In Italia, invece, dobbiamo attendere l’affacciarsi degli anni Novanta per poter godere dei primi studi “seri” e organizzati sul tema del bullismo, grazie all’impegno di Ada Fonzi, docente all’università di Firenze, dalle cui statistiche emerge che anche la nostra nazione non è da meno, purtroppo, per quanto riguarda la presenza consistente del fenomeno.

Oggi sono disponibili dati e statistiche certe, derivanti da ricerche approfondite, mentre per quanto riguarda il passato non si dispone di rilevanti numeri e indagini.
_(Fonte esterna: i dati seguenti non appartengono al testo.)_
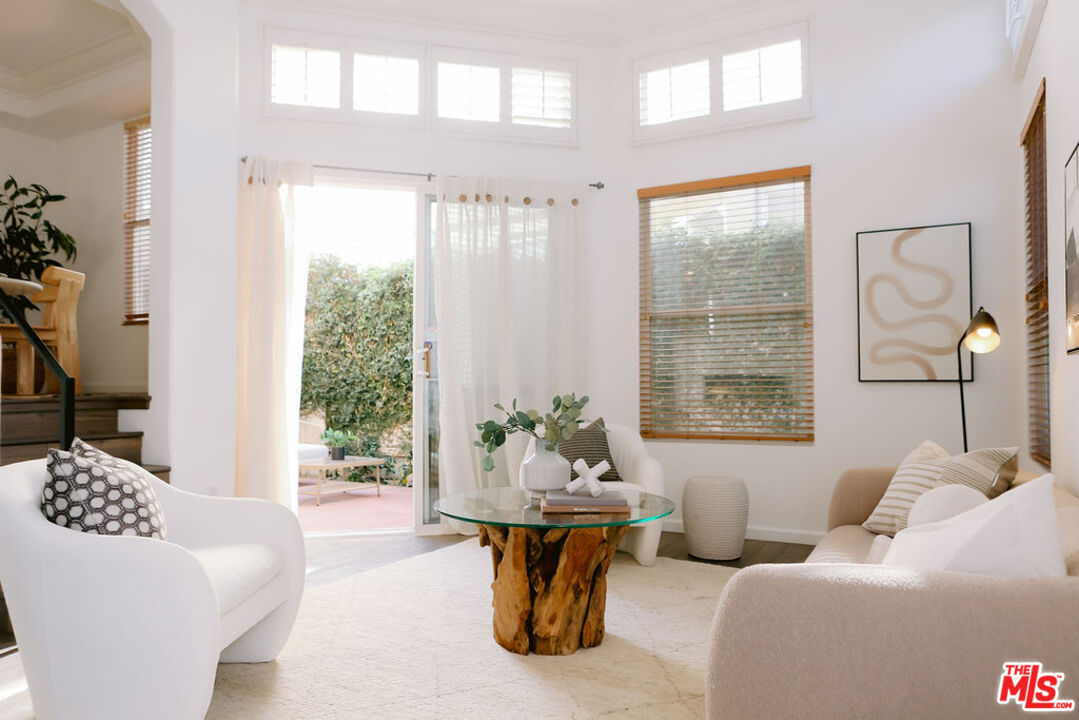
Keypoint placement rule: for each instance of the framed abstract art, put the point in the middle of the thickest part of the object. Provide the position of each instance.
(914, 299)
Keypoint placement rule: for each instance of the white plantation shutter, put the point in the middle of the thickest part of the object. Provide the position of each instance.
(469, 92)
(542, 97)
(762, 76)
(137, 163)
(726, 309)
(674, 93)
(382, 83)
(309, 77)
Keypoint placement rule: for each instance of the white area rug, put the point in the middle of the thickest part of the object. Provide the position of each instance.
(412, 639)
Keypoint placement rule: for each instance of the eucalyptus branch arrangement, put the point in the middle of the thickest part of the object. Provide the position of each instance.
(559, 424)
(27, 240)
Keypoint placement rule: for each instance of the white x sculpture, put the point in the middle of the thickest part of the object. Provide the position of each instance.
(588, 477)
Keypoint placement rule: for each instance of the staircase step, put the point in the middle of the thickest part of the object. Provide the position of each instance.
(25, 419)
(127, 446)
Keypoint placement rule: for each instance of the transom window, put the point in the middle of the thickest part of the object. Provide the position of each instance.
(306, 77)
(732, 82)
(469, 92)
(381, 83)
(674, 93)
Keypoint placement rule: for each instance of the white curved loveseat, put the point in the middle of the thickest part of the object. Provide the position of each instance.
(640, 470)
(132, 627)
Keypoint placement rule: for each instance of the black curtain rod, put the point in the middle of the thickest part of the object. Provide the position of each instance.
(598, 185)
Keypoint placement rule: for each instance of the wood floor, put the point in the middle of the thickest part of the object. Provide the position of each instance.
(755, 552)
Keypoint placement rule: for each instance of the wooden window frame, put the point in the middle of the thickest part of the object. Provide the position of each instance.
(130, 221)
(752, 179)
(1036, 296)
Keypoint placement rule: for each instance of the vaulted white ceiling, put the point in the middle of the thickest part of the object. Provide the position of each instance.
(581, 21)
(67, 66)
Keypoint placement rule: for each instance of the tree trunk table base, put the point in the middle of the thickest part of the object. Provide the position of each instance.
(549, 586)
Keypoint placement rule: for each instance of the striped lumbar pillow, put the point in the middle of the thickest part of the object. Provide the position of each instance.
(989, 472)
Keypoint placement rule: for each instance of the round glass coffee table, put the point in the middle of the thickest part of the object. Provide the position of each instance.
(549, 570)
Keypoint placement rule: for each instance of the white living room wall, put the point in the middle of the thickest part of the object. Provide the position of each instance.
(906, 131)
(1055, 57)
(27, 158)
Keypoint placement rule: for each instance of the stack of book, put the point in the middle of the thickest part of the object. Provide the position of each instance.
(560, 502)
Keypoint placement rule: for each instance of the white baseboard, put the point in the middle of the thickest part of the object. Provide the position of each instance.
(783, 535)
(756, 532)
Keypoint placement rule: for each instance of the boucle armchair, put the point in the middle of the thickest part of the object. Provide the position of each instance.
(835, 639)
(122, 627)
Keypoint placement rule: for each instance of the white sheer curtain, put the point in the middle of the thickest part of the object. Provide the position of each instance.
(271, 287)
(507, 301)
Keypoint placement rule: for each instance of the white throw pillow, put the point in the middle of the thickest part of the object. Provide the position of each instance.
(942, 503)
(1014, 535)
(878, 549)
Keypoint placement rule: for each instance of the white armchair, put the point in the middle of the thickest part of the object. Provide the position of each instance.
(639, 470)
(132, 627)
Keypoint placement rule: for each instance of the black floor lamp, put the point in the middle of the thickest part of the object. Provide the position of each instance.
(981, 336)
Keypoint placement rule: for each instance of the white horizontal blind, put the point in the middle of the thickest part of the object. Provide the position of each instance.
(542, 97)
(674, 93)
(308, 77)
(762, 76)
(381, 83)
(726, 309)
(137, 165)
(469, 92)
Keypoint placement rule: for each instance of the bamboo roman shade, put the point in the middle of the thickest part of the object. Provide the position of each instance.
(726, 309)
(137, 221)
(1037, 281)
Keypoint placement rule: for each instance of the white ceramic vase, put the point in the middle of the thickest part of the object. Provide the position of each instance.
(544, 470)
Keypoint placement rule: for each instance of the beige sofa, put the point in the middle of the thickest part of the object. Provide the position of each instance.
(834, 638)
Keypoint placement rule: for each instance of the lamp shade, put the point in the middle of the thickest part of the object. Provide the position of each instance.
(982, 335)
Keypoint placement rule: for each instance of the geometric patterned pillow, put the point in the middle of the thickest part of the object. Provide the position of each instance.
(589, 444)
(90, 497)
(989, 471)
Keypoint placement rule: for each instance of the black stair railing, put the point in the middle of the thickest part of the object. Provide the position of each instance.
(67, 382)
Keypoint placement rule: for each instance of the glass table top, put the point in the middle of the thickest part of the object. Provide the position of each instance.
(509, 507)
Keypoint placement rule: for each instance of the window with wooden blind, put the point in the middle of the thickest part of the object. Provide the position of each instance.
(1037, 280)
(726, 309)
(137, 160)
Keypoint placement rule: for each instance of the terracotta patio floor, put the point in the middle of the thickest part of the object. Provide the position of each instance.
(358, 510)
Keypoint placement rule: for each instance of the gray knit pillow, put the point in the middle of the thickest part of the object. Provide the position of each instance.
(589, 444)
(98, 498)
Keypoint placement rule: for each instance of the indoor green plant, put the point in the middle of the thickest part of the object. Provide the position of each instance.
(545, 469)
(337, 440)
(28, 242)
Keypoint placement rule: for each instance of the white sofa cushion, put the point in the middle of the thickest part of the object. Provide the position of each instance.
(237, 571)
(942, 503)
(1014, 534)
(847, 543)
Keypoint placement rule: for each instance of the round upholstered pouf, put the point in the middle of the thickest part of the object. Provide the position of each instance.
(714, 512)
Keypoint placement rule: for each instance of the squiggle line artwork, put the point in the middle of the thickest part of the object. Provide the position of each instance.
(893, 351)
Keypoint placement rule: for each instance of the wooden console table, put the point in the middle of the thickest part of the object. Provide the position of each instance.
(324, 465)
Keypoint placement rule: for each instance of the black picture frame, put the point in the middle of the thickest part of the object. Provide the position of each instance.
(858, 295)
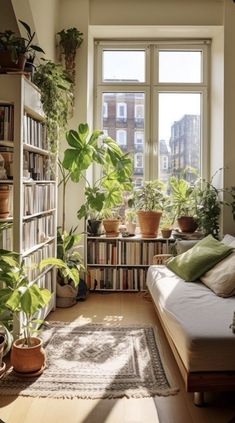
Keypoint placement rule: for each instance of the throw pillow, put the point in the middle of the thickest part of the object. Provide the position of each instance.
(221, 278)
(192, 264)
(184, 245)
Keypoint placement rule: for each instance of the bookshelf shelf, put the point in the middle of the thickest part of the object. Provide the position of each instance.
(23, 142)
(121, 264)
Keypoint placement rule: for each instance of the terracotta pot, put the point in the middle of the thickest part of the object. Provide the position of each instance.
(4, 201)
(26, 359)
(94, 227)
(149, 223)
(6, 62)
(187, 224)
(111, 227)
(166, 233)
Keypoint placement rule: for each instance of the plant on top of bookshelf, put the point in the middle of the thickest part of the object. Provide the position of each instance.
(56, 97)
(70, 41)
(149, 201)
(86, 150)
(14, 50)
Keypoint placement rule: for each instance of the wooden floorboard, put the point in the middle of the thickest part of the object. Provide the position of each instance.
(109, 309)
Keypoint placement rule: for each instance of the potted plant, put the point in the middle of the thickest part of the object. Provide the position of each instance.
(70, 41)
(69, 264)
(57, 98)
(14, 49)
(130, 218)
(184, 204)
(23, 299)
(149, 201)
(107, 191)
(210, 204)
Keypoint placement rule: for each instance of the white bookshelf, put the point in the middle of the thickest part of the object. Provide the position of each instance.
(121, 263)
(34, 196)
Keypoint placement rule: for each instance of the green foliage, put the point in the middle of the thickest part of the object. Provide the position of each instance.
(70, 40)
(69, 260)
(182, 197)
(18, 294)
(150, 197)
(9, 41)
(86, 150)
(56, 97)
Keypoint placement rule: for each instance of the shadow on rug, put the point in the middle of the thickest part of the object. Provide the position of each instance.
(95, 361)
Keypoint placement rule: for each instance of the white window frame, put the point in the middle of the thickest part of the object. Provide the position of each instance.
(121, 132)
(151, 88)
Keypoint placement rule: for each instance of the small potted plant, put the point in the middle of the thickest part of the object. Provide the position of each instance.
(23, 299)
(130, 218)
(14, 49)
(184, 203)
(149, 201)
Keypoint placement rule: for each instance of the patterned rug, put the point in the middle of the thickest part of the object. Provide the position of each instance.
(95, 361)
Questo sta a dimostrare non quanto sia di stampo recente il bullismo, bensì quanto sia stato sottovalutato in passato, e quanto sia “passato in sordina”, considerato esso solo come un rapporto tra pari, e non come uno squilibrio relazionale, quale è in realtà.
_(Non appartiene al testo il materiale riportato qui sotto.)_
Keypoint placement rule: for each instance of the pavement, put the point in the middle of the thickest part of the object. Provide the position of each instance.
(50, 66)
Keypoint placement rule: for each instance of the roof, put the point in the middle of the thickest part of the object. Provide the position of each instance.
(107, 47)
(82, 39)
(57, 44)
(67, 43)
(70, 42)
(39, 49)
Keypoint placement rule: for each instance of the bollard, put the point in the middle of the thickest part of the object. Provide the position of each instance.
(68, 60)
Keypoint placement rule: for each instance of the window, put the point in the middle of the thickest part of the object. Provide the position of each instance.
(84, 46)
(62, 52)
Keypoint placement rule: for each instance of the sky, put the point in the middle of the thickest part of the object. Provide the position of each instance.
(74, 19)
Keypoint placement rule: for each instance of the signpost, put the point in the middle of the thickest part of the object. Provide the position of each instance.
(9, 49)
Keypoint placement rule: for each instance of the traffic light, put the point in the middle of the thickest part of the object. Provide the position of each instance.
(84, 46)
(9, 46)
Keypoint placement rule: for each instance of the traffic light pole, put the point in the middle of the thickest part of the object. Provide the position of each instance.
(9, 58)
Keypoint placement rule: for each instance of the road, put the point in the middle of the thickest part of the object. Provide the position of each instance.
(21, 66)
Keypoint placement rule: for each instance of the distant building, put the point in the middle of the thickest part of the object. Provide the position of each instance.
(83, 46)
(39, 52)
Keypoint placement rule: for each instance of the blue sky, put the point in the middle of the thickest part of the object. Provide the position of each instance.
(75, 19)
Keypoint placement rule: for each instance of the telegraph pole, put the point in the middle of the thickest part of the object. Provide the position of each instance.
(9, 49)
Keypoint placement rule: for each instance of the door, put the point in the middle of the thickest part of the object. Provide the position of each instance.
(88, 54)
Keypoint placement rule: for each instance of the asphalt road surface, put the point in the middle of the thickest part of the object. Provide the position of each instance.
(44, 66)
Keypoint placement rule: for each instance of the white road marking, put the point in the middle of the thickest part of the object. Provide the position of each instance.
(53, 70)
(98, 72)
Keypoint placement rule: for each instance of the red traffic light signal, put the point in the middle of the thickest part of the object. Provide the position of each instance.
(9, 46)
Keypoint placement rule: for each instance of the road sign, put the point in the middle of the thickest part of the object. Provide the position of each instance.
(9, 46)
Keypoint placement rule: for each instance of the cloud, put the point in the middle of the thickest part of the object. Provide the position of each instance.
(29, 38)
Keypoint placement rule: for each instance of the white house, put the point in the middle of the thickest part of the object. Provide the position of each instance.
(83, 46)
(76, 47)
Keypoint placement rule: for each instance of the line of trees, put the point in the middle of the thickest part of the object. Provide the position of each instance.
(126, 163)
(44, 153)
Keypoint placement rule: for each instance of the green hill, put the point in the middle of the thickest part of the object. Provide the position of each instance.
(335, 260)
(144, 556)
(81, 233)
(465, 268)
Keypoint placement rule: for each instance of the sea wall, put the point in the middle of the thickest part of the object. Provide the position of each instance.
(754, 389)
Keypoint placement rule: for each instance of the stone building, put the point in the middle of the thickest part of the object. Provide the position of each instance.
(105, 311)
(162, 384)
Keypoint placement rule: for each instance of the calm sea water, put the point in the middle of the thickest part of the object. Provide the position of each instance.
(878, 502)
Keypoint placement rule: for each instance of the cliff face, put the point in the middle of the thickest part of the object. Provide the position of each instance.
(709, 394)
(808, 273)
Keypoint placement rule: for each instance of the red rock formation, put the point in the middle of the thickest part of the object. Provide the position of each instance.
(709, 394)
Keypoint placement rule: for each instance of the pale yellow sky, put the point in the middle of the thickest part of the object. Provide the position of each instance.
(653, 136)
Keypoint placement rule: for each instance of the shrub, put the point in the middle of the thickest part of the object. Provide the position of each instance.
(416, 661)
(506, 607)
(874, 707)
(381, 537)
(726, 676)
Gli “ingredienti” per un bullismo D.O.C.

Non tutti gli scherni, le pacche sulle spalle, i pugni “amichevoli”, le derisioni e le prese in giro, devono allarmare ed essere additati immediatamente come bullismo. Questi modi di scherzare sono, e sono sempre stati, comuni tra adolescenti, per cui bisogna evitare eccessivi allarmismi, anche se il proprio pargolo arriva a casa triste o piangendo per una cosa che gli è stata detta. Spesso, infatti, sebbene siano comportamenti che possono risultare spiacevoli, o parole poco accettabili, rientrano comunque nella sfera di relazioni paritarie, in cui il bambino \ adolescente riesce ancora a difendersi. Fanno parte della crescita e della vita di ognuno di noi, insomma.
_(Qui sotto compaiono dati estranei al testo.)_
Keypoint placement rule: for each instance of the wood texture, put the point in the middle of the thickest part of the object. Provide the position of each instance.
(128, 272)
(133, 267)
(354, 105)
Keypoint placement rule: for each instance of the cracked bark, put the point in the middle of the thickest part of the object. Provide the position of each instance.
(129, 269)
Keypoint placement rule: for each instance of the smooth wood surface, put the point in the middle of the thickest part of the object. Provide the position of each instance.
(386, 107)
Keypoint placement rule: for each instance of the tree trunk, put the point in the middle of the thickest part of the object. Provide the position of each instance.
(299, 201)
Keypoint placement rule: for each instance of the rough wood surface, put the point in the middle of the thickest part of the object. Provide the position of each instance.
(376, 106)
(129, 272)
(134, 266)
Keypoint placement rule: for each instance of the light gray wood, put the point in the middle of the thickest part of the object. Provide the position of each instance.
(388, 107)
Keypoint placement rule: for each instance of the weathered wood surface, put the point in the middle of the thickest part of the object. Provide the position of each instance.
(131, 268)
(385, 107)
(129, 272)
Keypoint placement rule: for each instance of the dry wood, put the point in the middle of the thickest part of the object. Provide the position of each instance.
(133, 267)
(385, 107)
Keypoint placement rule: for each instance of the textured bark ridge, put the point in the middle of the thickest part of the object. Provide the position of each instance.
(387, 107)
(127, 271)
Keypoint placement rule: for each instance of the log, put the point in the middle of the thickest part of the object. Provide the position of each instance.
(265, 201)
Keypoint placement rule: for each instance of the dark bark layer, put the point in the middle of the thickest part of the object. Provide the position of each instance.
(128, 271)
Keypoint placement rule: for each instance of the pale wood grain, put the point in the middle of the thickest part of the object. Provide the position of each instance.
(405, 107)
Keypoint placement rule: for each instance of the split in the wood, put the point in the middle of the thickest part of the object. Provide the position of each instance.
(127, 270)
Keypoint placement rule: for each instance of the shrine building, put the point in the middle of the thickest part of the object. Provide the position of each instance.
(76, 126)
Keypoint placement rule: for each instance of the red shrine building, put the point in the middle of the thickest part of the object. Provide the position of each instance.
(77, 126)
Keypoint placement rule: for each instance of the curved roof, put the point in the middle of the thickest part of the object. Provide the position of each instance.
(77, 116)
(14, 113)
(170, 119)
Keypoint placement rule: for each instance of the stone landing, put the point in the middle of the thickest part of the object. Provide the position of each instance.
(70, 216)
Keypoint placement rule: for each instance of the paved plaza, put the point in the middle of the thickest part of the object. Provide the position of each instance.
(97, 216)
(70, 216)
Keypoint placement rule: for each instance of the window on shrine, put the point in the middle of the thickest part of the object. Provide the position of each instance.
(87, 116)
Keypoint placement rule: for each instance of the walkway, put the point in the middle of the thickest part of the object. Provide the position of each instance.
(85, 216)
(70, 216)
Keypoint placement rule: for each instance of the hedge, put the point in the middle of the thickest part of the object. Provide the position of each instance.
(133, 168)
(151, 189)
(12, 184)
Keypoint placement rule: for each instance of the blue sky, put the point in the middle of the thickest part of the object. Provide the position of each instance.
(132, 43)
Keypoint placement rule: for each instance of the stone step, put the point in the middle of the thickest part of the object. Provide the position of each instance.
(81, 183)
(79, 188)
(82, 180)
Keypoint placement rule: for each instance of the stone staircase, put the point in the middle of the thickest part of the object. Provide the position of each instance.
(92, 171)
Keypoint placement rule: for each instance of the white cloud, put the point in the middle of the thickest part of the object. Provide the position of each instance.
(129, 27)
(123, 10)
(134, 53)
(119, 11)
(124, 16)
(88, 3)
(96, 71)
Il bullismo vero e proprio si riconosce per alcune caratteristiche sue peculiari, che difficilmente possono essere confuse con quanto detto sopra. I luoghi teatro di queste manifestazioni sono la scuola e i punti di ritrovo tra giovani (oratori, piazze, parchi gioco, ecc.).

- Prima di tutto, si tratta di atti ricorrenti e ripetuti nel tempo, non due giorni, non una o due settimane, ma tempi più lunghi.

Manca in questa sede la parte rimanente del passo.